これも「田中効果」か 楽天主力投手が〝超特急仕上げ〟なワケ

ビュンビュン投げ込む左から涌井、滝中、牧田、松井、岸

これも一つの「田中効果」か。球界髄一と言われる楽天投手陣の仕上がりの早さがキャンプ地で話題を呼んでいる。

昨季最多勝に輝いたベテラン涌井や岸、牧田らがキャンプ初日から4日連続でブルペン投球を見せると、則本昂も負けじと初日から3日連続のブルペン入り。3日目は捕手を座らせて51球の〝熱投〟を披露した。今季から抑えに再転向した松井も3日目を除き連日、捕手を座らせて力強い球を投げ込んでいる。
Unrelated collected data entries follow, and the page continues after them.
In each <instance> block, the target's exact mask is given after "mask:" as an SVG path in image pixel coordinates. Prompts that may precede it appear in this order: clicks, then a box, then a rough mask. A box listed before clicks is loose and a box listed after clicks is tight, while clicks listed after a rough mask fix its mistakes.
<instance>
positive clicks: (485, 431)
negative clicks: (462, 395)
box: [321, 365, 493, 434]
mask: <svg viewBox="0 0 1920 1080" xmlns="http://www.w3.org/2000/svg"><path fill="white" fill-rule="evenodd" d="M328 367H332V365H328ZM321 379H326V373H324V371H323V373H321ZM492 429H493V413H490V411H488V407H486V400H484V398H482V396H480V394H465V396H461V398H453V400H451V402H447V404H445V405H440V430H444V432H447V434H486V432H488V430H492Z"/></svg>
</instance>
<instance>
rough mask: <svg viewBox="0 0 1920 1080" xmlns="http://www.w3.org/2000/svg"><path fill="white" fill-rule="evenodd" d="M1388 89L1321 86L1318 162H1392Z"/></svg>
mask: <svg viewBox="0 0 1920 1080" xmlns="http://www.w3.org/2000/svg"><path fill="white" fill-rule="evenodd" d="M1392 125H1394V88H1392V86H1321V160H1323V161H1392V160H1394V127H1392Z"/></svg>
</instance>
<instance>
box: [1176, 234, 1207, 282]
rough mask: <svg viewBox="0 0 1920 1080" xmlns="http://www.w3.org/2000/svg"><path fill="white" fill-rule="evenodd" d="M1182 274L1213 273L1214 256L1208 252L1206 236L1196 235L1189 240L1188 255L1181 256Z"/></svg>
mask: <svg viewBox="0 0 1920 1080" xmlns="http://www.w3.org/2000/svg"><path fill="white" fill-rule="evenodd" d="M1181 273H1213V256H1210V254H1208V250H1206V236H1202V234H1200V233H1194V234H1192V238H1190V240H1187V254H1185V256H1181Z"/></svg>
キャンプ序盤のブルペン投球と言えば、若手のアピールに注目が集まるもの。ベテランや主力投手が投げても、その目的は直球や変化球の球筋確認やフォーム固めが一般的だ。ところが、今年の楽天キャンプの様相は明らかに異なる。ベテランを中心に意欲的な調整が続いているのだ。長年楽天を取材する東北在住の報道陣ですら「今年は異例の早さ。いや、ちょっと早過ぎる」と目を丸くするほどの調整具合はなぜなのか? 背景には田中将大(32)の電撃加入があると言われる。

元ヤンキースの剛腕が投手陣に加わったことで先発争いは例年以上に激化。現時点で先発枠は田中将に加え、涌井、岸、則本昂のいわゆる「四天王」が当確と言われる。しかし、この4人ですら「安泰」というわけではない。

実際、石井監督は3日の会見でここ2年で計10勝に終わっている則本昂の名を挙げ「今年ダメだったらあまりいい方向に進まない」と猛ゲキ。あえて公の場で奮起を促した。こうした田中将の加入による競争激化がベテラン勢や主力投手に無言の刺激を与え、結果的に投手陣の仕上がりを早めているとみられる。

石井監督はこの異例事態をむしろ歓迎しているようで「(ベテランや主力が)ブルペンに毎日顔を出してしっかりやってくれている。若い選手にとっても参考になるし、励みにもなる」と笑み。チームの底上げに手応えを感じつつあるだけにうれしい限りなのだろう。

田中将の加入で知らぬ間にチーム内の空気が変わりつつある楽天キャンプ。その影響力は目の前にいなくても計り知れない。